The distinction, although elusive at first, can be more readily understood by comparing Dana Corporation v. Workmen's Compensation Appeal Board (Savage), 75 Pa. Commonwealth Ct. 474, 462 A.2d 900 (1983), with Martin v. Workmen's Compensation Appeal Board (Jones & Laughlin Steel Corp.), 111 Pa. Commonwealth Ct. 201, 533 A.2d 810 (1987). In Dana, two employees had progressively lost their ability to hear from working as welders over a period of thirty years. In 1971 the employer even instituted a program for testing its employees for hearing loss and the employees themselves testified that they had suffered a hearing problem for some time and had reason to believe the problem was due to the exposure to noise where they worked. Nevertheless, neither employee was ever informed that he had suffered a total hearing loss for all practical intents and purposes from his employment until he was examined by a physician in 1979, and both claimants filed claims immediately. We held that the cumulative exposure to industrial noise did not result in a Section 306(c) injury until 1979 and, accordingly, their claims were not time barred under Section 315 of the Act.

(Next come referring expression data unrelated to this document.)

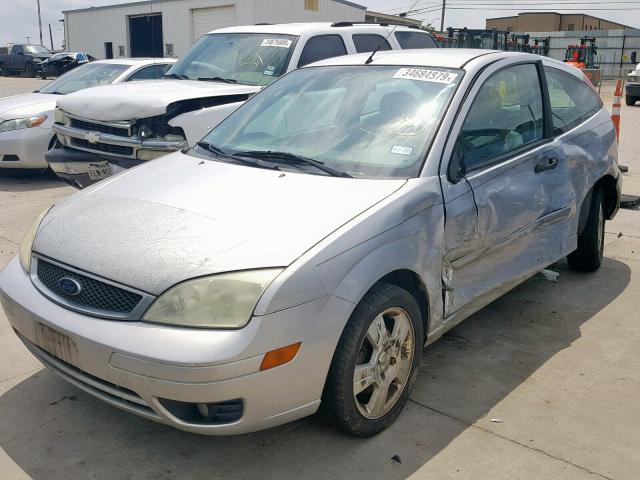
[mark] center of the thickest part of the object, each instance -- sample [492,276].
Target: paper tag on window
[425,75]
[401,150]
[276,42]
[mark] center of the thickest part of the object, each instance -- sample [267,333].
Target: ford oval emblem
[69,286]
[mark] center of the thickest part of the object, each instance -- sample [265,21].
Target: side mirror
[457,167]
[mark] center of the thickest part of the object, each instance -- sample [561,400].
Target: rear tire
[378,353]
[588,255]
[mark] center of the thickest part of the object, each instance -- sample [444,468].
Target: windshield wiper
[175,75]
[291,158]
[221,153]
[217,79]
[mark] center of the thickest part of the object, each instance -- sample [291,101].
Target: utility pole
[40,22]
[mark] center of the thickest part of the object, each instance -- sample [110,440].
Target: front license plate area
[57,344]
[99,170]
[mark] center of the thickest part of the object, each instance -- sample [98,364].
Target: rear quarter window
[366,42]
[409,40]
[321,47]
[572,100]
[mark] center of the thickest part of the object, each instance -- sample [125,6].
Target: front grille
[94,294]
[103,147]
[98,127]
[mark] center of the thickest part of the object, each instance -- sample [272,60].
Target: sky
[20,16]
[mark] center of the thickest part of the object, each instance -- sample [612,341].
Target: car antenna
[370,59]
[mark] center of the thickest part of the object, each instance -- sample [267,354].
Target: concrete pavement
[542,384]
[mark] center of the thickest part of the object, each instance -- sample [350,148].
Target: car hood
[180,217]
[133,100]
[26,104]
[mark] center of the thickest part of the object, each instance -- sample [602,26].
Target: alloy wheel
[383,364]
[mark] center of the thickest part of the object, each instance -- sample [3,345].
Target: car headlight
[27,242]
[20,123]
[144,154]
[59,116]
[217,301]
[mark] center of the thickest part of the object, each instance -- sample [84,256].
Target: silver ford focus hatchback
[301,255]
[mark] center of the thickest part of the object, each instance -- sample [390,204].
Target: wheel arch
[411,282]
[608,185]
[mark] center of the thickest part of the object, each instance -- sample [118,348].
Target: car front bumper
[139,366]
[72,165]
[25,148]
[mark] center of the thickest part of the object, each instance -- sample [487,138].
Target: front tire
[588,256]
[375,363]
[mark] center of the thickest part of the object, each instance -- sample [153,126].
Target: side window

In Martin, on the other hand, the claimant, who had worked in the steel mill for thirty-four years, first began experiencing hearing problems in 1974 which progressively grew worse to the point where he had to purchase a hearing aid in 1976, and by 1979 when he was examined by his physician, he needed hearing aids for both ears. His physician told him then that his hearing loss was work related. Claimant nevertheless continued to work until he retired in 1983 and filed his claim petition in 1984. The referee made a specific finding that Claimant had, as a result of exposure during the course of his employment, lost the use of hearing in both ears for all practical intents and purposes on March 9, 1979, when the doctor examined him and informed him that his loss was occupationally related. The Board

[ 130 Pa. Commw. Page 312]

    affirmed the referee who determined that the claim was time barred and we affirmed, distinguishing Dana.

The facts in the present case clearly track the time factor in Martin and the law in Young, while Universal Cyclops is just as clearly within the penumbra of Dana.

Because the Claimant's injury, therefore, was not an injury of the type for which the discovery rule is to be applied, we affirm the Board's decision that the Claimant is barred from receiving workmen's compensation benefits because his claim petition was not timely filed.*fn5


NOW, December 26, 1989, the order of the Workmen's Compensation Appeal Board in the above-captioned matter is hereby affirmed.